Ultimately, we must trust trial judges to undertake their duties and responsibilities. For that reason, it is not helpful to put the Court of Appeal in the position that the trial judge may find himself or herself in at that point. It is sensible, having regard for all the arguments, that the test that we should ask the Court of Appeal to apply is whether it is likely that a fair trial, pursuant to the order, would be possible.

Mr. Grieve: If I have achieved nothing else, at least I have ensured an entry in Hansard that can be waved around by defence counsel at future retrials to persuade the Crown court judge that the case should not proceed or that he should intervene.

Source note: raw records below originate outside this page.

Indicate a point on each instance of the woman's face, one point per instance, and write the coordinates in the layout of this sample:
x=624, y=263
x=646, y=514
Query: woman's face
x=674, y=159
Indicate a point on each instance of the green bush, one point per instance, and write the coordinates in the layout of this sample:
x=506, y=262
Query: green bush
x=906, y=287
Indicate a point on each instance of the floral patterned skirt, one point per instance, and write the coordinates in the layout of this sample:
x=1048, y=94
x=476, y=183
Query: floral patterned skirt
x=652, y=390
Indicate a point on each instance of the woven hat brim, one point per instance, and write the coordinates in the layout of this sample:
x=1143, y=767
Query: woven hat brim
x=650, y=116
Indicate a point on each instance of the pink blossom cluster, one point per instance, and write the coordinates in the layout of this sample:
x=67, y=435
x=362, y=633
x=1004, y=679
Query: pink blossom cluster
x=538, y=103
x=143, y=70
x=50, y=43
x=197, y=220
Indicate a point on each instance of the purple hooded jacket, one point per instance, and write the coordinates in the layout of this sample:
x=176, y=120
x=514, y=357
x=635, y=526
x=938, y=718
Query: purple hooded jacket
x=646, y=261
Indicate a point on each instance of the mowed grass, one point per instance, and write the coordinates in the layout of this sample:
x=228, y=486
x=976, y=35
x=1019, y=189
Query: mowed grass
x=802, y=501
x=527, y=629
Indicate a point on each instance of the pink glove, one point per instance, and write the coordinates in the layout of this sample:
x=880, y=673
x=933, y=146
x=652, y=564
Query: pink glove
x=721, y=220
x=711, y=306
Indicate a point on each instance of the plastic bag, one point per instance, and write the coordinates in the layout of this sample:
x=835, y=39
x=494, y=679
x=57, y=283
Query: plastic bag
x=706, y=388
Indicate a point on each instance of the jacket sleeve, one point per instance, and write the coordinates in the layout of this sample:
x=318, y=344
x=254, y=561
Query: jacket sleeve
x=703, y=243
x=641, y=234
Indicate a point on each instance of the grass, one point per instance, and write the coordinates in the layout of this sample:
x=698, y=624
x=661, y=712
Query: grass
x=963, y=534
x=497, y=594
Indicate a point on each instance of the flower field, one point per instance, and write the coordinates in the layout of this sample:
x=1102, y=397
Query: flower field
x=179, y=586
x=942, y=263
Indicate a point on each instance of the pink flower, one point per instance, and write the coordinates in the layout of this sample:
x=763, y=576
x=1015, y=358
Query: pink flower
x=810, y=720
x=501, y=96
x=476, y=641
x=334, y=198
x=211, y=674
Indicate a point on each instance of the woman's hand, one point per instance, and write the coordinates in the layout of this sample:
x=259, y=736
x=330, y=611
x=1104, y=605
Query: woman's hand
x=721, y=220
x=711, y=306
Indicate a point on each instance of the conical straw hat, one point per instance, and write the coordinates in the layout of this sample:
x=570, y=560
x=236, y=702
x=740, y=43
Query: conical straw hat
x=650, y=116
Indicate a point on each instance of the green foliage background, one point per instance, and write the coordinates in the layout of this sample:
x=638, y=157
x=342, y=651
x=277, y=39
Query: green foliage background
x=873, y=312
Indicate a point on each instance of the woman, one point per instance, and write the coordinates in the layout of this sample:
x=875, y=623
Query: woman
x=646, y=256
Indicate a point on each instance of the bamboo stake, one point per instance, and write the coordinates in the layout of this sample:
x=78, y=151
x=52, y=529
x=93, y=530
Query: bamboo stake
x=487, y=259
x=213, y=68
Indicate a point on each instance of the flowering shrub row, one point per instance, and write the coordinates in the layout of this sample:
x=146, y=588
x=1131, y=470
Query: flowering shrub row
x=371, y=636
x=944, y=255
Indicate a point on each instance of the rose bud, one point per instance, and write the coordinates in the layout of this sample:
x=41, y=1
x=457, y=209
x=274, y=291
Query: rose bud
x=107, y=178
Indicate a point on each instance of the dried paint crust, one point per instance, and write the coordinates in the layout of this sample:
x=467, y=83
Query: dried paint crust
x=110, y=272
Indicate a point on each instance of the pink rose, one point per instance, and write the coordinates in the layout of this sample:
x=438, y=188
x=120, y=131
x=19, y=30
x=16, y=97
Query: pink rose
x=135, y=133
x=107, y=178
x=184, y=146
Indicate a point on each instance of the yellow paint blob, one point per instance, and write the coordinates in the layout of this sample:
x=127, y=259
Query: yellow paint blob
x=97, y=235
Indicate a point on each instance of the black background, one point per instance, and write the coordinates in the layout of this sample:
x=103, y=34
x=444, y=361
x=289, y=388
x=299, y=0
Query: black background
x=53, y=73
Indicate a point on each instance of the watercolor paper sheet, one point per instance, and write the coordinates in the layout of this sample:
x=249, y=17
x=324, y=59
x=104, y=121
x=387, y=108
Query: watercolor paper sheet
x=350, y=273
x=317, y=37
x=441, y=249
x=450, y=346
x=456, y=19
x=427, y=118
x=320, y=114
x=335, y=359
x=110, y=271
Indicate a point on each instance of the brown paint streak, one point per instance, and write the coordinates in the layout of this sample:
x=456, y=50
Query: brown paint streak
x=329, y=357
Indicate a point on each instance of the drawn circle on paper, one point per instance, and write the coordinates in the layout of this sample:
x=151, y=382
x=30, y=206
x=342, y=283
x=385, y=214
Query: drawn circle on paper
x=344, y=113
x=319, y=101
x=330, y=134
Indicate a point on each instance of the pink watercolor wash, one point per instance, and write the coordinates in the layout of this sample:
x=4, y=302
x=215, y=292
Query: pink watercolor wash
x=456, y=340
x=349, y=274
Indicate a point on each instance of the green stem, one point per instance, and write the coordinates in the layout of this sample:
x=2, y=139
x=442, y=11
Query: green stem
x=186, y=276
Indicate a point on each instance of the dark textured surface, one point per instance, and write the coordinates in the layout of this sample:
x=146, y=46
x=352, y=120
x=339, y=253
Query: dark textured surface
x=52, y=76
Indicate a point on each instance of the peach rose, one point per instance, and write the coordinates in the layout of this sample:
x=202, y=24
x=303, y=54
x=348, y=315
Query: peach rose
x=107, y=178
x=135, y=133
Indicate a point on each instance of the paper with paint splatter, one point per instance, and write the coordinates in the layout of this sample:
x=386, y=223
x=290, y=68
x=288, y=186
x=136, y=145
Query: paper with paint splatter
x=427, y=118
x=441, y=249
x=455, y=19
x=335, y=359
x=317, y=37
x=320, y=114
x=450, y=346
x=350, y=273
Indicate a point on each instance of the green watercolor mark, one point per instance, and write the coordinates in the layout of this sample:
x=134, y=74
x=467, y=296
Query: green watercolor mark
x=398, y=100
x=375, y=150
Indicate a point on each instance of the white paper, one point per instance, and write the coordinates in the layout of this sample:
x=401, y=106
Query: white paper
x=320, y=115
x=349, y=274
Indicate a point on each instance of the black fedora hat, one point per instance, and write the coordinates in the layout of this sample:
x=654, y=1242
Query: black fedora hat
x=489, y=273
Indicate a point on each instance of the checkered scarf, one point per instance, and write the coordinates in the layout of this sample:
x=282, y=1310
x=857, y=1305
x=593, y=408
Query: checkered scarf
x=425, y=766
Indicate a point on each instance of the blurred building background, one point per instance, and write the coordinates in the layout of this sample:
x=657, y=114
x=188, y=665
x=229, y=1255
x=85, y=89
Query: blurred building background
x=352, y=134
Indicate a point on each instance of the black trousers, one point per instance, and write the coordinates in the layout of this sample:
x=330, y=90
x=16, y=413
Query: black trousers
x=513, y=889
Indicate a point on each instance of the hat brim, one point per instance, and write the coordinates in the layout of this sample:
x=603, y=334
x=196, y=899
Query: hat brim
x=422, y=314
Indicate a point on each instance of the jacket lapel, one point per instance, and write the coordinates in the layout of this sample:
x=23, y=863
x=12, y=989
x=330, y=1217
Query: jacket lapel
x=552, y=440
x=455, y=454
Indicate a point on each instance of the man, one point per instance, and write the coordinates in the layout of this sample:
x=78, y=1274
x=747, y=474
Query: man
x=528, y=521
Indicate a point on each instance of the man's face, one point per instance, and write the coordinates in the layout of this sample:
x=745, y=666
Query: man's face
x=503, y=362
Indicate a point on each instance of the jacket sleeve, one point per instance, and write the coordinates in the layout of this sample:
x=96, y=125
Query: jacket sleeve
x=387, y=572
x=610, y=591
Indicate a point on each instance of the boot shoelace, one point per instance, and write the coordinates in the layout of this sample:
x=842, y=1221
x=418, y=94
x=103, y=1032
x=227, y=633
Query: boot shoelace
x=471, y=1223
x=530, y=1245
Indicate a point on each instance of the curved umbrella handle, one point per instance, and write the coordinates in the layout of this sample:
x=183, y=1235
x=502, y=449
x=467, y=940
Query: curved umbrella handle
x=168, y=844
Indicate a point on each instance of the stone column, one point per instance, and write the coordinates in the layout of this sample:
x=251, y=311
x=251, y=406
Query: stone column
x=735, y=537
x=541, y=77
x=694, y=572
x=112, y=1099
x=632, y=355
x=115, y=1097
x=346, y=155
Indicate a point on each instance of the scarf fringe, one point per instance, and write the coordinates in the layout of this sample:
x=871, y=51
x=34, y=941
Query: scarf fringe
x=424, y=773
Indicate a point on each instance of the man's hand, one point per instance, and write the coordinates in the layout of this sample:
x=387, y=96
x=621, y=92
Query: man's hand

I am grateful to the Minister for that and for having it on the record.

Simon Hughes: I hope that before the hon. Gentleman presses or seeks to withdraw his amendment, the Minister will tell us his understanding of what exactly ''it is likely'' means.

Mr. Grieve: I shall willingly give way to the Minister if he wishes me to do so. With your leave, Mr. Cran, if he wishes to speak further or reply, I shall sit down and ask for leave to say a couple of words after. However, I see no sign that the Minister wishes to avail himself of that opportunity.

Hilary Benn: For the sake of clarity, I hope that I did address that point in the remarks that I have just made.

Mr. Grieve: The Minister certainly touched on the point, although he may not have satisfied the hon. Member for Southwark, North and Bermondsey (Simon Hughes).

3 pm

Mr. David Heath (Somerton and Frome): The Minister has not satisfied me either. He adjusted his ground while he was speaking. He started off by saying that it would be a matter for the Court of Appeal to decide whether a fair trial was possible, only to end up saying that it would be a matter for it to decide whether it ''was likely'' that a fair trail was possible. He has skirted around the compound element of a probability linked to a possibility, which is the point that my hon. Friend made when he spoke to amendment No. 332.